An example of making changes to our terraforms after tuning CSPM policies is disabling project-wide SSH keys across VMs. We saw many alerts suggesting disabling project-wide SSH keys. This requires in-depth changes to our cloud build pipelines, based on the following steps:

  1. Making changes to cloud automation (terraform) for new builds after notifying developers.
  2. Disabling project-wide SSH keys for existing projects.
  3. Working with infosec teams to change org level policies to disable project-wide SSH keys.

Alerts as ServiceNow Incidents

We are in the process of enabling the ServiceNow integration to generate incidents for alerts. Prisma Cloud can move the ServiceNow ticket to the resolved state automatically once the corresponding alert is resolved. This is great because we can focus energy on tuning CSPM policies and for changing our terraforms. 

Also, these alert rules can let you send the alerts to different domain groups according to different policies, which is very important in our RACI model. We’re sending these alerts to a cloud operations team which has SMEs with Network, IAM, Compute & SRE skills. The overall flow is as follows:

Figure 3. Tracking and Labeling CSPM policies with different stakeholders

 

Policy-as-Code

This is critical for applying proper controls and audit capabilities to CSPM policies. The main idea is to have GitHub recording the changes of the policies in Prisma Cloud through pull requests and approvals by SRE admins. The policy changes are from either the Prisma Cloud UI (including the built-in policies update from the Prisma Cloud team) or the DevOps working on the YAMLs of the backup policies in GitHub. I wrote a Go CLI program to provide two commands for the interactions:

  1. export – backup all the policies from Prisma Cloud to local in the format of YAMLs
  2. sync – update the policies from local to Prisma Cloud
Figure 4. Flow diagram of the interaction between GitHub and Prisma Cloud

Based on the flow chart as shown above, SMEs from the SRE/DevOps/InfoSec teams can review CSPM policy changes through pull requests (PRs) before making a change to the policies. We are using Drone CI internally to push the change right after the PR merge. Our goal is to have all changes to CSPM policies be made through GitHub. At some point in the future we’d like to disable any policy changes through UI and only use the GitHub route.

 

Resty HTTP Library in Go is Neat

The CSPM policy-as-code project was written in Go. I have been writing Go for about 2 years, and this is obviously not the first time to do an API call with an HTTP request in Go. In the past, I just used the default built-in http client from the standard library. However, I kept asking myself this: While almost everyone is using the famous python-requests, is there any similar HTTP client library in Go to replace my ~30 lines of boilerplate? I found resty!
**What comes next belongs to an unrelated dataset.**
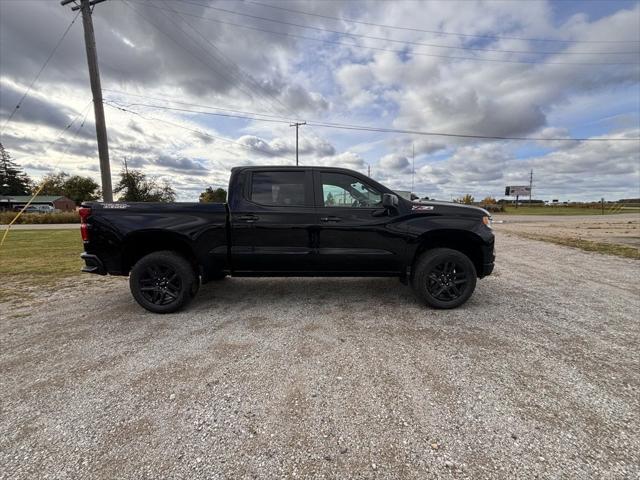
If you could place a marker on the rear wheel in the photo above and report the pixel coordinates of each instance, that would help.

Figure 5 shows the difference made:

Figure 5. The output of the “git diff” after using resty

So, what are the results?

  1. Headers, URL prefixes, HTTP timeout and HTTP return code checking (Response.IsError()) were all pre-configured in c.client, that you don’t need to repeat itself many times
  2. Error handling (err) was reduced to only once instead of five times
  3. A debug option can be easily enabled to output detailed logs about your HTTP requests

With less code you get less mistakes, which is great. A full feature list is on their GitHub repository. You should definitely check this out if you are writing Go with many HTTP requests. 

 

Proper Framework

CSPM is not a one-time exercise, but a constant feedback loop, where things improve in subsequent iterations if the proper framework is in place for:

  1. Identifying owners for relevant CSPM policies
  2. Enforcing policy-as-code for CSPM policies
  3. Establishing automated alert management mechanisms

In this deployment, we found Prisma Cloud to be impressive in finding most of the configuration problems reliably. Combining policies and alert rules is also a smart way to reduce the number of alerts and notifications. Most of the problems were from our technical debt, especially before having our terraform/ansible automation.

I hope this helps you in managing the alerts when deploying Prisma Cloud or evaluating any other CSPM products.